Known Issues & Gotchas

  • You MUST use 64-bit Raspberry Pi OS — 32-bit is not supported by Node.js 22+ and will fail silently
  • Pi 4 with 2GB RAM needs a swap file (2GB recommended) or npm install will OOM during the sharp build
  • microSD cards wear out under constant I/O — use a USB SSD for better performance and longevity
  • The official Pi power supply is important — underpowered supplies cause random crashes and SD card corruption
  • Building from source on a Pi is very slow (30+ minutes) — use npm install -g for pre-built binaries
  • Pi 3 and older models are not recommended — they lack the RAM and CPU for a stable gateway experience
  • Set your timezone with timedatectl before configuring cron jobs and reminders — the default may be UTC

Alternatives

  • Oracle Cloud (Always Free)
  • macOS (Local)
  • Old Laptop/Desktop
  • Hetzner VPS

Community Feedback

I run OpenClaw on a dedicated Raspberry Pi as an always-on AI ops/device station. I physically plug devices into the Pi (USB/serial), then have my OpenClaw agent handle setup, coding, flashing, and troubleshooting from Discord.

— Reddit r/openclaw

I run mine on a Pi in Docker as a good first step. Secondly you need to separate the agent from you 100%. Never give the agent access to any of your stuff.

— Reddit r/selfhosted

If you have an old laptop, bring it back to life, and connect it to Claude or OpenAI. Treat it like a startup — pay for the hardware and compute when you need it. Migration is super easy.

— Reddit r/vibecoding

The Pi doesn't run the AI model — it's just the gateway. All the heavy lifting happens in the cloud. Even a Pi 4 with 2GB handles it fine for personal use.

— Reddit r/LocalLLM

Frequently Asked Questions

Which Raspberry Pi model should I get?

Pi 5 (4GB) is ideal — fast enough for comfortable operation with room to spare. Pi 4 (4GB) works well too. Pi 4 (2GB) works with a swap file but you'll notice slower performance. Pi 3 and below are not recommended.

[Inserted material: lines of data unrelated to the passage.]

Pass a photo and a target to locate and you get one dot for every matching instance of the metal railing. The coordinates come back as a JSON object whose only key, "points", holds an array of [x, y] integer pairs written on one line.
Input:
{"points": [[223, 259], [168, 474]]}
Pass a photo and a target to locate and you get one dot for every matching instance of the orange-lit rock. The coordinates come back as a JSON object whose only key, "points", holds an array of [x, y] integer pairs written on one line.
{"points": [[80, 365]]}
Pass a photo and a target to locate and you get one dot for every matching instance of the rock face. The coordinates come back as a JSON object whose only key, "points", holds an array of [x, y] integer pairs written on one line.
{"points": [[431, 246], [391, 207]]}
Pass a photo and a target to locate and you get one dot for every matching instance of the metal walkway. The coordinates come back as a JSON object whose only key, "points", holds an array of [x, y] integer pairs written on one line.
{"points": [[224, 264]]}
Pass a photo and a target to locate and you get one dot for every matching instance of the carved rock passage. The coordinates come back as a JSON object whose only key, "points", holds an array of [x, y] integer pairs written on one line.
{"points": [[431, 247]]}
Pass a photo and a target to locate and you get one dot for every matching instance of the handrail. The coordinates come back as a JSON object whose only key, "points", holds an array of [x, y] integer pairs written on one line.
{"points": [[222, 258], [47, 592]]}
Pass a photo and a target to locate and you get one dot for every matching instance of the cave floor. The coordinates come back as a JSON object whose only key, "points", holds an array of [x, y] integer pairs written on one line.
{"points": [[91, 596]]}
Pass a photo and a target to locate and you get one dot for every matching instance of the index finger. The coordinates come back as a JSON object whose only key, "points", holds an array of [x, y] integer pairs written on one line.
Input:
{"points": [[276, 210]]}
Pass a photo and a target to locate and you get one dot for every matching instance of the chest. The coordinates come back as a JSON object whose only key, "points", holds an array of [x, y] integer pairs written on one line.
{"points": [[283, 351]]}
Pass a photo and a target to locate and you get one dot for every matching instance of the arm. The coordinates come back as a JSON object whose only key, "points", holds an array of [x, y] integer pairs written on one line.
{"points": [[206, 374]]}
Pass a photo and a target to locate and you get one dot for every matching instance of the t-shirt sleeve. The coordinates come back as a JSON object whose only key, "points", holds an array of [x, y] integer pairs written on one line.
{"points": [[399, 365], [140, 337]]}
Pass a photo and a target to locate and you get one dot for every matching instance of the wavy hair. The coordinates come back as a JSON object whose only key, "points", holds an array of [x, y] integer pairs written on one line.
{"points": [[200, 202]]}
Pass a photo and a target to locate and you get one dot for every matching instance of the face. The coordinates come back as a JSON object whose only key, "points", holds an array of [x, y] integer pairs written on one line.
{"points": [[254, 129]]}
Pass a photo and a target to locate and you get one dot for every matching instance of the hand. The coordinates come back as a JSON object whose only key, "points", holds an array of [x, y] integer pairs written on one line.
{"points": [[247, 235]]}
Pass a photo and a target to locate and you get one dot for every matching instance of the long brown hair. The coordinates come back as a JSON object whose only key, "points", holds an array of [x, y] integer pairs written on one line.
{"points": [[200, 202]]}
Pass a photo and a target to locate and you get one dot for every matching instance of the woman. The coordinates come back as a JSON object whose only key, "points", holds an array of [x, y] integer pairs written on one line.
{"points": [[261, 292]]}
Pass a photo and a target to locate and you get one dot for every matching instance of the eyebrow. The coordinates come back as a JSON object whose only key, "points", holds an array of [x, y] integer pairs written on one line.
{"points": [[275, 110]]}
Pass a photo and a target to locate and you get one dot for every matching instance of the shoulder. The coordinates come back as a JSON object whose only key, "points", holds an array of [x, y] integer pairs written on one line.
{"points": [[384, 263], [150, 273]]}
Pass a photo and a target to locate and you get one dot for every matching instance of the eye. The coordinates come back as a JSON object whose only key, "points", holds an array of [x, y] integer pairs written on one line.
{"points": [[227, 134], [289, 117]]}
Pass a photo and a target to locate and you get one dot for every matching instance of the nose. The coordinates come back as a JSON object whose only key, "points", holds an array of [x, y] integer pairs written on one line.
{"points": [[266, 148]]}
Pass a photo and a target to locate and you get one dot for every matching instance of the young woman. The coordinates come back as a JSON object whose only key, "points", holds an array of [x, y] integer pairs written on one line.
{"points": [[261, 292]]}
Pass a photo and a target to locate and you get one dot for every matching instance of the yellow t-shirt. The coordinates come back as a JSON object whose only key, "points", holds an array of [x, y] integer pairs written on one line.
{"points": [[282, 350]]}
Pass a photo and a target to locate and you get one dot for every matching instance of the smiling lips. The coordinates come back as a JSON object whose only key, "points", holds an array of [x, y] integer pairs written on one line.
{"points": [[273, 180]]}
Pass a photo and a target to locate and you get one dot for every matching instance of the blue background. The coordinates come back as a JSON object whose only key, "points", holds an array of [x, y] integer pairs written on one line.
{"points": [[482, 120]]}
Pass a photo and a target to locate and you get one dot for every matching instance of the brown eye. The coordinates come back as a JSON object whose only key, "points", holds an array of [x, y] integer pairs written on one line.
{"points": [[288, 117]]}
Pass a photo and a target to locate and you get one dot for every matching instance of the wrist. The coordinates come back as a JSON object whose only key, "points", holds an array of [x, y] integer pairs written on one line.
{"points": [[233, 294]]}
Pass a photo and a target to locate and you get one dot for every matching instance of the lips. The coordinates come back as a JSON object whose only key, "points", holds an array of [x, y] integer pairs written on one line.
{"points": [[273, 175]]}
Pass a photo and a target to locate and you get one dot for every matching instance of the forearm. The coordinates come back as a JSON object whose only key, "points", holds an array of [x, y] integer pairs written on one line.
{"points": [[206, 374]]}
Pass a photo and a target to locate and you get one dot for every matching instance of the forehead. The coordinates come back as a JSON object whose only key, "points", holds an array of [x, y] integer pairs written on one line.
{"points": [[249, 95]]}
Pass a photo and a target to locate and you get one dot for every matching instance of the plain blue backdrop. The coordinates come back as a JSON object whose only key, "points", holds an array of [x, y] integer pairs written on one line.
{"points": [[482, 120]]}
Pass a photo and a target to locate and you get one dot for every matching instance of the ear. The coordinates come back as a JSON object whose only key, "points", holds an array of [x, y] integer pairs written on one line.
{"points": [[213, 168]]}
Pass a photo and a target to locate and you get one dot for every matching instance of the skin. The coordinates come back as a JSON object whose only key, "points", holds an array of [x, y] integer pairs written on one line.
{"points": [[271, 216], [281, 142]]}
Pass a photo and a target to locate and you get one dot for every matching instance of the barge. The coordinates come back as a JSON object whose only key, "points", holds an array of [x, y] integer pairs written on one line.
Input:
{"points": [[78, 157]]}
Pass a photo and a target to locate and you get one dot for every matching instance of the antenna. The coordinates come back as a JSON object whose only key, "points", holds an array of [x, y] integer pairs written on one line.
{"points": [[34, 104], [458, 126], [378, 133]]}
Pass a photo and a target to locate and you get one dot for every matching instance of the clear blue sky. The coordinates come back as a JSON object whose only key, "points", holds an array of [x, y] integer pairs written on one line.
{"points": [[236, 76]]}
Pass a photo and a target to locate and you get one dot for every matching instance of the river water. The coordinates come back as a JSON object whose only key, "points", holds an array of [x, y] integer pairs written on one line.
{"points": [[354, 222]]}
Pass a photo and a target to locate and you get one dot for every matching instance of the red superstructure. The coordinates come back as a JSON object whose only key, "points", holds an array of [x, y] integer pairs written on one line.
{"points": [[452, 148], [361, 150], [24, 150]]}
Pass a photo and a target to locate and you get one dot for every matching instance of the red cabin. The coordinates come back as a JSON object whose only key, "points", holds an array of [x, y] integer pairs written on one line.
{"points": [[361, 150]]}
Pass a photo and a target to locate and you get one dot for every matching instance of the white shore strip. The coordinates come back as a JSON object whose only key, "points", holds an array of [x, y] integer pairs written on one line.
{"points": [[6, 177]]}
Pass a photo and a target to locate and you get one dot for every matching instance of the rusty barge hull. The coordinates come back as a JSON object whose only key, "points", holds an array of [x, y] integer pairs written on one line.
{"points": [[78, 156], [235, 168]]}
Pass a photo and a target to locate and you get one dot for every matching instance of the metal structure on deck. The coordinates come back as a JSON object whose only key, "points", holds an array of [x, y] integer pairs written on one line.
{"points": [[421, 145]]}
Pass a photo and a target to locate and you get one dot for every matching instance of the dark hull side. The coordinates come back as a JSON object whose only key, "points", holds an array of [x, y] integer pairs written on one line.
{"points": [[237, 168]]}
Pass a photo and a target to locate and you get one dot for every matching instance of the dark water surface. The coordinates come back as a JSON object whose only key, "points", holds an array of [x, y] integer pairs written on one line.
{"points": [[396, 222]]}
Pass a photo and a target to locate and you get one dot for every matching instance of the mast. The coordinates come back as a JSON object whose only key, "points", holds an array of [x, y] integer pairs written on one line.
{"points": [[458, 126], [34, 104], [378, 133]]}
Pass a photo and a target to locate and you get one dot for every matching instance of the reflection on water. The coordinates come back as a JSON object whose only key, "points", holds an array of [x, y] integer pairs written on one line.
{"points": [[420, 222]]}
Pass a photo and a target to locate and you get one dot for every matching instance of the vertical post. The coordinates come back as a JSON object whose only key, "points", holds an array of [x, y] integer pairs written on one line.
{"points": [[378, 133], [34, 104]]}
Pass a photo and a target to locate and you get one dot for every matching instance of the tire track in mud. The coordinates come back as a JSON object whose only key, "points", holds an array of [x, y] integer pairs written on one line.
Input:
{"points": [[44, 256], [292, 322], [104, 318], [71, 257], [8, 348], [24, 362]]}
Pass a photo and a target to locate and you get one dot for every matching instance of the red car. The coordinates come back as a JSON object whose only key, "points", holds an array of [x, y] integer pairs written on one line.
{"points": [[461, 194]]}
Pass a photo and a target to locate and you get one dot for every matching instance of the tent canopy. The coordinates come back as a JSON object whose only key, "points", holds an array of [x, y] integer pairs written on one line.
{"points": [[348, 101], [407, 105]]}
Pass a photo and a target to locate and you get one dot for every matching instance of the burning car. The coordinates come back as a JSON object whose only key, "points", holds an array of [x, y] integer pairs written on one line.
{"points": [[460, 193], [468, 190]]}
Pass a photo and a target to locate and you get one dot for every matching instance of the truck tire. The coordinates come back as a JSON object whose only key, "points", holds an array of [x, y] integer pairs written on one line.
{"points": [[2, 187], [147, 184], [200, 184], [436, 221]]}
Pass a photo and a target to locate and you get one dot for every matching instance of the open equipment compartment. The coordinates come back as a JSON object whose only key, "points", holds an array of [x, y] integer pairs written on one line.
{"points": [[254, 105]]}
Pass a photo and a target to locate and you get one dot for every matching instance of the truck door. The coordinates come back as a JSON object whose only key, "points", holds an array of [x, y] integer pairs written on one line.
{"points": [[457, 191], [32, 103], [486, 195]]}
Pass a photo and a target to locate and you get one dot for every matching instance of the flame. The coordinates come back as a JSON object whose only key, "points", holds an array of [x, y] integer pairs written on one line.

Can the Pi run AI models locally?

The Pi is just the gateway — AI models run in the cloud via API calls. You don't need GPU power on the Pi. For local model inference, you'd need a more powerful machine with a GPU, though some users run small quantized models on Pi 5 (8GB) with Ollama.

How much does it cost to run a Pi 24/7?

A Pi 4 draws about 3-5 watts, costing roughly $3-5 per year in electricity. A Pi 5 draws 5-8 watts. The real cost is the API usage — set spending caps at your model provider to avoid surprises.

Should I use microSD or USB SSD?

USB SSD is strongly recommended for always-on use. microSD cards have limited write cycles and can corrupt under constant I/O. A 128GB USB SSD costs ~$15 and dramatically improves both performance and reliability.

How do I access the Control UI from my laptop?

Use SSH tunneling: ssh -N -L 18789:127.0.0.1:18789 user@gateway-host, then open http://127.0.0.1:18789/ in your browser. Or install Tailscale on both devices for seamless remote access.

Can I use WhatsApp on a headless Pi?

Yes, but the initial QR code scan requires a screen. Use SSH tunneling to access the Control UI for the QR flow, or use openclaw channels login with a terminal-rendered QR code. After initial linking, WhatsApp runs headlessly.

What if the Pi crashes or loses power?

The systemd service automatically restarts the gateway after a crash. For power loss protection, consider a UPS hat (battery backup). The gateway's state is persisted to disk, so it picks up where it left off after a restart.